The most important counterexample to my definition that I can see is our membership in our nations. To be a member of a nation forms a bond whose role in our identity is comparable to that of family and religion. To join a nation is an act comparable to joining a family or converting to a new religion. However, I think it will be agreed that the word “public” is universally used in such a way that nations are “public.” Thus it would be a sort of arbitrary thimble-rigging if we defined publicness in such a way that nations were non-public in the way families and religions are.

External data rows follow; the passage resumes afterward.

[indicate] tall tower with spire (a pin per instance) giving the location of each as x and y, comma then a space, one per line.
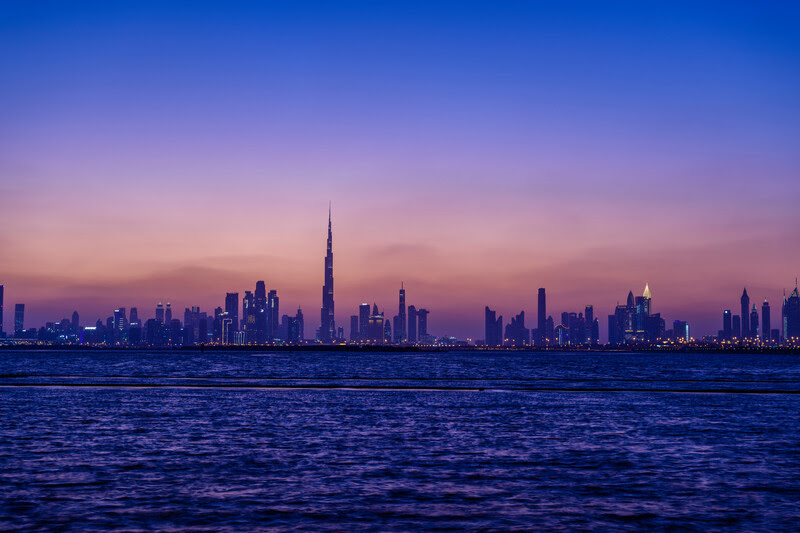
327, 329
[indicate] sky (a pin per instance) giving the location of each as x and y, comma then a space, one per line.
476, 151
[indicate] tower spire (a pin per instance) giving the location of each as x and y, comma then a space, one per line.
327, 330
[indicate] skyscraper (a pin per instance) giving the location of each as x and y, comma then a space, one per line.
792, 317
745, 301
727, 326
260, 304
400, 333
301, 326
647, 300
516, 333
493, 327
412, 324
754, 323
232, 308
19, 319
541, 320
422, 325
354, 335
375, 327
363, 321
273, 309
327, 329
249, 318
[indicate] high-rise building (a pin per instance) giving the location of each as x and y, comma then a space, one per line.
19, 319
493, 326
541, 320
745, 301
754, 323
398, 333
412, 324
327, 328
387, 332
375, 327
681, 330
516, 333
422, 325
232, 308
647, 300
727, 326
120, 319
273, 310
260, 305
791, 317
363, 321
301, 326
402, 334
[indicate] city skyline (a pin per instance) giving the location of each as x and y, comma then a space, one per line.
475, 155
261, 321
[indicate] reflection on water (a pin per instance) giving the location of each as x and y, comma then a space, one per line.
440, 454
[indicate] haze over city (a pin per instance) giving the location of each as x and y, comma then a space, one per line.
149, 154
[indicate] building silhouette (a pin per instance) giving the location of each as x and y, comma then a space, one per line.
19, 319
727, 326
412, 324
354, 334
422, 326
516, 333
736, 320
363, 321
541, 319
273, 311
260, 305
493, 328
754, 323
232, 309
791, 317
327, 329
745, 301
401, 332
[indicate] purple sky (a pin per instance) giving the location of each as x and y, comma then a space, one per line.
153, 152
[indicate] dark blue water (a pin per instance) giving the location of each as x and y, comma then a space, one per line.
332, 441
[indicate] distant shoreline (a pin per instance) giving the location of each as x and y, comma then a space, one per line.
691, 349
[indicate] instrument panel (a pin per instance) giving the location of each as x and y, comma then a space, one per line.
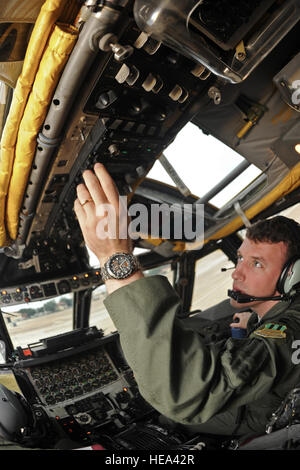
45, 290
81, 389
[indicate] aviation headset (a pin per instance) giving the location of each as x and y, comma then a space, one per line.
290, 274
289, 279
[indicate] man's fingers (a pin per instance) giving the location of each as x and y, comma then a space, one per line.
79, 211
86, 201
94, 187
107, 183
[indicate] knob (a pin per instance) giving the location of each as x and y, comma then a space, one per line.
109, 42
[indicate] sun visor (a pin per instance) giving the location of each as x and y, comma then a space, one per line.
288, 184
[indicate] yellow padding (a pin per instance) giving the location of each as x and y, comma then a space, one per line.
49, 14
53, 62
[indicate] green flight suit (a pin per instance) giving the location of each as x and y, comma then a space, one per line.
199, 384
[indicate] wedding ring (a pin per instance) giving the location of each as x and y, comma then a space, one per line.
86, 201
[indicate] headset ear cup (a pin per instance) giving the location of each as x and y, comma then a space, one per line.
282, 278
290, 276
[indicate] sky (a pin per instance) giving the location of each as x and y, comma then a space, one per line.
202, 161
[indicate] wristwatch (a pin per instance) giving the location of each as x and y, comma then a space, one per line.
120, 266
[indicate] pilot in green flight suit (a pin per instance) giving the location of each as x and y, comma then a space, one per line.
184, 378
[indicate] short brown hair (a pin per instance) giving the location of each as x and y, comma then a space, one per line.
275, 230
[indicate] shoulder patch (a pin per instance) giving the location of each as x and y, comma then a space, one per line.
271, 330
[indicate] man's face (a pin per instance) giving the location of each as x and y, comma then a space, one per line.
258, 268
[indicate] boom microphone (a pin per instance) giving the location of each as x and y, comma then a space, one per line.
245, 298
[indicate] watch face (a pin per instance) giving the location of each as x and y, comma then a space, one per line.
120, 266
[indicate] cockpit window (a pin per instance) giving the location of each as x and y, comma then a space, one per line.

I think we can justify this because in practice what we call our public life takes place almost entirely within nations rather than among them, and the basic terms of public life are structured by each nation’s social order. (I almost included “ethnic groups” alongside “nations,” but I think ethnic groups can be considered as included under the category of family given that most people are born into them and to join one from the outside is something like being adopted into a family.)
At this point I think we can see why we have inherited an intellectual structure that lacks an account of publicness. Until very recently, what we now call our public life – life that takes place in economic, political, educational, artistic and analogous kinds of spaces – was in fact structured on the assumption of a shared religion! Often formally and always informally, the default assumption was that mainline Protestant Christianity had a privileged status in defining the structure of public life. I mentioned last time that it was only in the early modern era that public life was firmly detached from assumptions of shared family structure; well, it is only in more advanced modernity that public life has become firmly detached from shared religious structure.
The shocking conclusion is that we are actually living in the midst of the invention of the public, at least in the sense that term has for us now. All societies have always had political space. In the classical world, the public was simply and solely the political. In the Middle Ages the church emerged as a distinct space, but the church was still “public” because of its interdependence with the state and performance of public functions. Now, the institutional structure (non-familial) and pluralism (non-coreligionist) of the modern world is bringing forth a new thing: a public life shared among people of different religions.